Frei­hei­ten wer­den in Deutsch­land künf­tig an den Impf­sta­tus gekop­pelt; die eigent­lich unver­äu­ßer­li­chen Grund­rech­te sind nun zu etwas gewor­den, was die Poli­tik mehr oder weni­ger nach Belie­ben ver­gibt – oder eben einschränkt.

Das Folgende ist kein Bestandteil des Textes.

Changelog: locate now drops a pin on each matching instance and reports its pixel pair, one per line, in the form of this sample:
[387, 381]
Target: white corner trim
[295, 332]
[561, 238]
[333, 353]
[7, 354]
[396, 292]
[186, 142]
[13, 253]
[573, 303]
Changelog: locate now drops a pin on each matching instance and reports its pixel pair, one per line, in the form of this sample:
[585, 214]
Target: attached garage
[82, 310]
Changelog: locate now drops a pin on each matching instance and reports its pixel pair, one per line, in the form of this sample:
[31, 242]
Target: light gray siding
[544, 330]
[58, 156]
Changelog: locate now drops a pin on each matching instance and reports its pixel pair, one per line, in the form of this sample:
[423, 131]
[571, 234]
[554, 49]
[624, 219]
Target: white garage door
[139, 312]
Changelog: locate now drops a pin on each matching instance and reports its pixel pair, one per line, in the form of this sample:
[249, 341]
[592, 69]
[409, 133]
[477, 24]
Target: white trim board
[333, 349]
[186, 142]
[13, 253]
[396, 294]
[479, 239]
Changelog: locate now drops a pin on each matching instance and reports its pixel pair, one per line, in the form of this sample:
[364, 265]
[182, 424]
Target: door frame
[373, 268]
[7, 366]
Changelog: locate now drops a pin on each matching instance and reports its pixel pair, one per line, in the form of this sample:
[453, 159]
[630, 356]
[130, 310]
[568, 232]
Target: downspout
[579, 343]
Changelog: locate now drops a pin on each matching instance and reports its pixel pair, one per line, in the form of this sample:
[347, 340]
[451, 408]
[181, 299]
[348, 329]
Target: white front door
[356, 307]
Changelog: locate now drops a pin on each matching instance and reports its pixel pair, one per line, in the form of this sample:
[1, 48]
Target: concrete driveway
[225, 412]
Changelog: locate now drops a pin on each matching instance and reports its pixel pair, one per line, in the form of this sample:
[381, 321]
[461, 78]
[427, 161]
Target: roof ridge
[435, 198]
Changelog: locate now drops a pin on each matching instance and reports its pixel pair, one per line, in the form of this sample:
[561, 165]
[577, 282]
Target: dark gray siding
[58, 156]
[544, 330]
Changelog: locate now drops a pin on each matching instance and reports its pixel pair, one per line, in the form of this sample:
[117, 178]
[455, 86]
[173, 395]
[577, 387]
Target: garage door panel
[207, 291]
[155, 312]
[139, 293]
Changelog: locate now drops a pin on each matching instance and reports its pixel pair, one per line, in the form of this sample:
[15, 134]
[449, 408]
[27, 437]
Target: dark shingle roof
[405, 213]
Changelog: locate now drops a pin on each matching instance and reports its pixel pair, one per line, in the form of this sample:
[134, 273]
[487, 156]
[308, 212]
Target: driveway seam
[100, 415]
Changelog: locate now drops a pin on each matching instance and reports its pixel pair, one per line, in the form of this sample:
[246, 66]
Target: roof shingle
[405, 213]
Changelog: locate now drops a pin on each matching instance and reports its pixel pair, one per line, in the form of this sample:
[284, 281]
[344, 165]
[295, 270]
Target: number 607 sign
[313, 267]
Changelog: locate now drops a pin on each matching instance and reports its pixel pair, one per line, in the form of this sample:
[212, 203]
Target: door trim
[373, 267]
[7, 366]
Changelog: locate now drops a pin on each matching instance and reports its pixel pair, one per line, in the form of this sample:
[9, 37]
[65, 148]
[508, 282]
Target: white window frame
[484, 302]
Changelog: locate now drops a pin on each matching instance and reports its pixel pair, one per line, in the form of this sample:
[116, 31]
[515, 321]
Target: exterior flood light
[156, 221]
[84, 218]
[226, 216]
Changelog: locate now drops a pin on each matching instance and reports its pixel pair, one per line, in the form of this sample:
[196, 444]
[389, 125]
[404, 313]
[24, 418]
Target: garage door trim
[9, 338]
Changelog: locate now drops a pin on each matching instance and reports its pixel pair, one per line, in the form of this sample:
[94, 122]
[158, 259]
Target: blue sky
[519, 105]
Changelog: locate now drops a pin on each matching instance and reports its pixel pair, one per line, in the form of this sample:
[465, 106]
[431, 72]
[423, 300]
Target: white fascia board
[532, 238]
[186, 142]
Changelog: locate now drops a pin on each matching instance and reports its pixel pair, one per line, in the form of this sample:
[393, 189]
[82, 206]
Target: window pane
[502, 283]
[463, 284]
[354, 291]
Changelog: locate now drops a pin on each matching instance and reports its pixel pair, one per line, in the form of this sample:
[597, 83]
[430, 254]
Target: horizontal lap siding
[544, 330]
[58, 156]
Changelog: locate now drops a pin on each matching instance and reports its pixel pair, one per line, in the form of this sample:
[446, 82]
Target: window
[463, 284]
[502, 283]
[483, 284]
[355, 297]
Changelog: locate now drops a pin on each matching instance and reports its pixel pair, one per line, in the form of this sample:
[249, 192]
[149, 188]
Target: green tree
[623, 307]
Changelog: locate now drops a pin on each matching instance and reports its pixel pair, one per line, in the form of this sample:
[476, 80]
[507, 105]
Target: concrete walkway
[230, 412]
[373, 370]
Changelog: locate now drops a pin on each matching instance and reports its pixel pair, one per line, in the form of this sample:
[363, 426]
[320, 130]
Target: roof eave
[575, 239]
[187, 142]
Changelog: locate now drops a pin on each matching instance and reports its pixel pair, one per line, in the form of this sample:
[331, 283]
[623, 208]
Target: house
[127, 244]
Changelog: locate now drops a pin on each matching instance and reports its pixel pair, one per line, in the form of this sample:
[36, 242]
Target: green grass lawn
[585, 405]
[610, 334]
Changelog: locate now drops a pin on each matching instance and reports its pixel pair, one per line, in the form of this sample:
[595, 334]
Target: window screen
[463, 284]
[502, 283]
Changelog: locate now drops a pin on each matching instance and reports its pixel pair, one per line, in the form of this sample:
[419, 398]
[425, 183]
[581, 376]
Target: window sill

Wäh­rend Nach­bar­län­der wie die Nie­der­lan­de oder Groß­bri­tan­ni­en auf Nor­ma­li­sie­rung set­zen und Däne­mark ab dem Okto­ber die Coro­na-Maß­nah­men außer Kraft setzt, zieht Deutsch­land die Dau­men­schrau­ben wei­ter an. Auf die Fra­ge, ob das Virus hier­zu­lan­de gefähr­li­cher sei als in den frei­heit­li­che­ren Län­dern, hat­te die Bun­des­re­gie­rung am Mon­tag auf der Bun­des­pres­se­kon­fe­renz am Mon­tag kei­ne Ant­wort außer Spott.